Elsevier

Gene

Volume 643, 15 February 2018, Pages 124-132
Gene

Research paper
Genome-wide mining of perfect microsatellites and tetranucleotide orthologous microsatellites estimates in six primate species

https://doi.org/10.1016/j.gene.2017.12.008Get rights and content

Highlights

  • The perfect microsatellites distribution characteristics and composition mode of six primate species were comparatively analyzed for the first time.

  • The correlation analysis of microsatellite parameters with biometrical method involving the SSR number, relative abundance, density and GC content were described in this study.

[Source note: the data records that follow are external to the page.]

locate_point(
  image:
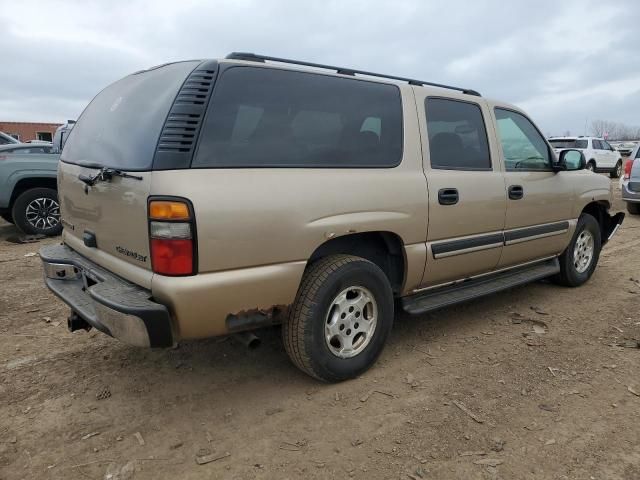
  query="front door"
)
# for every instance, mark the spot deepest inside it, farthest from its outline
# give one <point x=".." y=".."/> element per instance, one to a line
<point x="539" y="200"/>
<point x="466" y="188"/>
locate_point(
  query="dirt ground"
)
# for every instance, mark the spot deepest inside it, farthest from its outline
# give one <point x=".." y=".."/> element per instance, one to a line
<point x="470" y="392"/>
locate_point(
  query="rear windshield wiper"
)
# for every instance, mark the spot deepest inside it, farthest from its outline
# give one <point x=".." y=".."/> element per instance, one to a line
<point x="105" y="174"/>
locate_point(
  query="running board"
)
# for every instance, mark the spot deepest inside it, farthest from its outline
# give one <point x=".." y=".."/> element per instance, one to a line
<point x="475" y="288"/>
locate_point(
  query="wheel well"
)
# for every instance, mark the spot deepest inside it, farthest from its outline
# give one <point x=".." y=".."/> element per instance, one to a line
<point x="385" y="249"/>
<point x="598" y="210"/>
<point x="29" y="183"/>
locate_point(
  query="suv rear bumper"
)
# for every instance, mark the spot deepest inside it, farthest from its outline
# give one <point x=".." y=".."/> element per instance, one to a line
<point x="106" y="302"/>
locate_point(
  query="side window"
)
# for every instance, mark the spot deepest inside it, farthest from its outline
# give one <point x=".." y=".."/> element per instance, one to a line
<point x="262" y="117"/>
<point x="523" y="147"/>
<point x="457" y="135"/>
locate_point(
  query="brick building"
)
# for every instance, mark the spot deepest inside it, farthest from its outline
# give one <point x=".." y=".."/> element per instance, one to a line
<point x="25" y="131"/>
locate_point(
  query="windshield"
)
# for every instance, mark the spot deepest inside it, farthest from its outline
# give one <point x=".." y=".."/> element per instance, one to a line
<point x="121" y="126"/>
<point x="569" y="143"/>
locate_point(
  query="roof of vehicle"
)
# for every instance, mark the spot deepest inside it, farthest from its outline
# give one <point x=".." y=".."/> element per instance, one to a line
<point x="254" y="58"/>
<point x="575" y="138"/>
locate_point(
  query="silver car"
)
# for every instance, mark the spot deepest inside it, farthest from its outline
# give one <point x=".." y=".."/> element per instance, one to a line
<point x="631" y="182"/>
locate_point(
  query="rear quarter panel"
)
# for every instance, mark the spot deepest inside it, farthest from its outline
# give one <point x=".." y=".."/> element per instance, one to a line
<point x="257" y="228"/>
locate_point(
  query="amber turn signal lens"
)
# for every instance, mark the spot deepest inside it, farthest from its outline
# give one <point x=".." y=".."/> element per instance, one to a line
<point x="164" y="210"/>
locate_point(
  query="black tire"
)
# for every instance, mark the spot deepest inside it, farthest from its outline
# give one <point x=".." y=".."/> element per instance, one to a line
<point x="569" y="274"/>
<point x="303" y="332"/>
<point x="633" y="208"/>
<point x="616" y="172"/>
<point x="47" y="199"/>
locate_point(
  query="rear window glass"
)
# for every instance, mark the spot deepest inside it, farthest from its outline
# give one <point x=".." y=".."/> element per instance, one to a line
<point x="568" y="143"/>
<point x="457" y="136"/>
<point x="121" y="126"/>
<point x="277" y="118"/>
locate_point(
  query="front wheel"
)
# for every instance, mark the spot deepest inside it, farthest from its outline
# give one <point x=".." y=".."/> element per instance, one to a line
<point x="616" y="172"/>
<point x="579" y="260"/>
<point x="341" y="318"/>
<point x="37" y="212"/>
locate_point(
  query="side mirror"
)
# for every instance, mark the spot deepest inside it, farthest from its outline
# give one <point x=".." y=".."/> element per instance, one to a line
<point x="571" y="160"/>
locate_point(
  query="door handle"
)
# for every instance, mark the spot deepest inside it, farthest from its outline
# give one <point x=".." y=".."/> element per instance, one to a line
<point x="448" y="196"/>
<point x="516" y="192"/>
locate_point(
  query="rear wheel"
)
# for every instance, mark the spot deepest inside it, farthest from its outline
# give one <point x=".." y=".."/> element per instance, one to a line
<point x="633" y="208"/>
<point x="616" y="172"/>
<point x="37" y="212"/>
<point x="579" y="260"/>
<point x="341" y="318"/>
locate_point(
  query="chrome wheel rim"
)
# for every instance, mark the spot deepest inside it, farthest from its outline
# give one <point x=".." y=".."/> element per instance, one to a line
<point x="43" y="213"/>
<point x="350" y="322"/>
<point x="583" y="251"/>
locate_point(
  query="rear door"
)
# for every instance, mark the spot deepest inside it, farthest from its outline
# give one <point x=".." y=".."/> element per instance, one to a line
<point x="539" y="200"/>
<point x="106" y="220"/>
<point x="466" y="188"/>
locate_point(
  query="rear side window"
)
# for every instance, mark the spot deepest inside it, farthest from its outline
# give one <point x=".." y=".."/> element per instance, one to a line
<point x="457" y="135"/>
<point x="121" y="126"/>
<point x="261" y="117"/>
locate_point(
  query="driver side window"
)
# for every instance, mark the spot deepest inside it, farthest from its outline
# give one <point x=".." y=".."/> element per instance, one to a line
<point x="523" y="147"/>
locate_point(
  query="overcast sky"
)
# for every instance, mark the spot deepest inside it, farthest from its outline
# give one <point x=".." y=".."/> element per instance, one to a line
<point x="565" y="62"/>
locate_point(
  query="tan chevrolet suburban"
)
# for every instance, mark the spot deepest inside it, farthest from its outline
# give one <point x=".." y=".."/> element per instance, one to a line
<point x="206" y="198"/>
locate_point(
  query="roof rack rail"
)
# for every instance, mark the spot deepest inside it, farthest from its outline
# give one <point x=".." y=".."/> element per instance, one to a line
<point x="252" y="57"/>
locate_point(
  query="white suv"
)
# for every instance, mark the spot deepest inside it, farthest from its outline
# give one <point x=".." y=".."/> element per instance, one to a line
<point x="600" y="156"/>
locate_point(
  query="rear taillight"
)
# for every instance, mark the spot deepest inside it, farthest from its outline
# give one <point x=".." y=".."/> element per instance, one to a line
<point x="172" y="237"/>
<point x="627" y="169"/>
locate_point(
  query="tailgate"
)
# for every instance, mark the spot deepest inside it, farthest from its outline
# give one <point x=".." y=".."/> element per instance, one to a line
<point x="106" y="219"/>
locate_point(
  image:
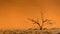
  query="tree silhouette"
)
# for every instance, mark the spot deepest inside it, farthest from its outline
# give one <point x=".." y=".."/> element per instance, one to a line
<point x="43" y="21"/>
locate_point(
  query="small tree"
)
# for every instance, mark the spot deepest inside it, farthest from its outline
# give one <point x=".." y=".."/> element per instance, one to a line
<point x="40" y="25"/>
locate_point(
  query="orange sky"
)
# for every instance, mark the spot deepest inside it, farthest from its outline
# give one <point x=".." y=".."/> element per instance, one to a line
<point x="14" y="13"/>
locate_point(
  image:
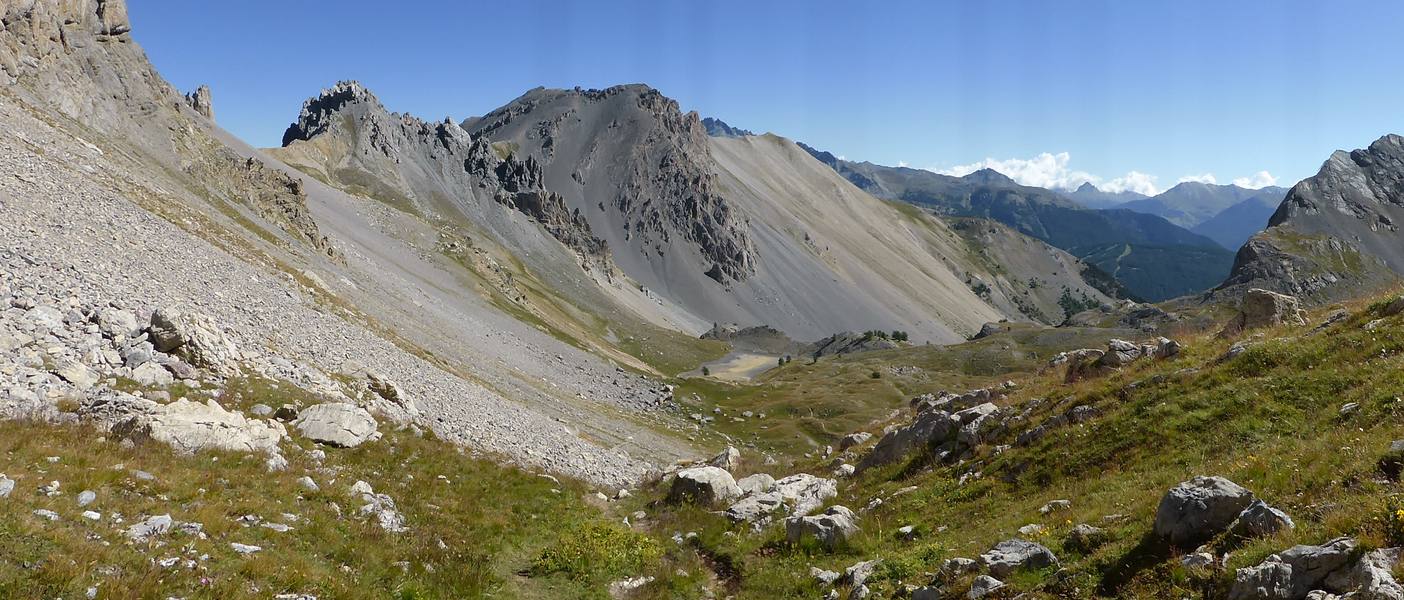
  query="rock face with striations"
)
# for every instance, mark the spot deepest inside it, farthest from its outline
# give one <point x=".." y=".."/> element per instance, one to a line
<point x="201" y="101"/>
<point x="639" y="163"/>
<point x="1199" y="509"/>
<point x="344" y="135"/>
<point x="1335" y="233"/>
<point x="66" y="54"/>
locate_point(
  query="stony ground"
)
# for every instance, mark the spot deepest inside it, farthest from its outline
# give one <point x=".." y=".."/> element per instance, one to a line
<point x="73" y="236"/>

  • We reconstructed the phylogenetic tree of six primate species and tree shrew based on 13 mitochondrial protein-coding genes and the evolution mode of single copy and orthologous tetranucleotide microsatellites were analyzed based on the divergence time.

Abstract

Advancement in genome sequencing and in silico mining tools have provided new opportunities for comparative primate genomics of microsatellites. The SSRs (simple sequence repeats) numbers were not correlated with the genome size (Pearson, r = 0.310, p = 0.550), and were positively correlated with the total length of SSRs (Pearson, r = 0.992, p = 0.00). A total of 224,289 tetranucleotide orthologous microsatellites families and 367 single-copy orthologous SSRs loci were found in six primate species by homologous alignment. The inner mutation types of single-copy orthologous SSRs loci included the copy number variance, point mutation, and chromosomal translocation. The accumulated repeat times and average length of tetranucleotide orthologous microsatellites in Rhinopithecus roxellana, Papio anubis and Macaca mulatta were longer than Homo sapiens and Pan troglodytes, which showed the tetranucleotide orthologous SSRs loci had more repeat times and longer average length on the branches with earlier divergence time, one exception may be Microcebus murinus as a primitive monkey with a smallest morphology in Malagasy. Our conclusion indicated that single-copy tetranucleotide orthologous SSRs sequences accumulated individual mutation more slowly through time in H. sapiens and P. troglodytes than in R. roxellanae, P. anubis and M. mulatta. However, such divergence wouldn't arise uniformly in all branches of the primate tree. A comparison of genomic sequence assemblages would offer remarkable insights about comparisons and contrasts, and the evolutionary processes of the microsatellites involved in human and nonhuman primate species.

Introduction

Microsatellites, also called simple sequence repeats (SSRs) and short tandem repeats (STRs), are special DNA or RNA sequences with repeated units 1–6 nucleotides in prokaryotic and eukaryotic genomes (Tautz, 1993, Field and Wills, 1996). SSRs have been indicated to play an active role in chromatin fractions, gene expression and regulation, and transcription and protein function (Mrázek et al., 2007, Kashi and King, 2006). With the strand slippage and unequal recombination leading to insertions/deletions of one to several repeat units (Deback et al., 2009), such high level instability makes them attractive polymorphic molecular markers. Microsatellite markers have a variety of applications, and are used in analyses of genetic diversity, linkage map construction, and quantitative trait locus (QTL). This is due to their codominant inheritance, reproducibility, multiallelic nature, relative abundance, and good genome coverage (Ellegren, 2004, Varshney et al., 2005).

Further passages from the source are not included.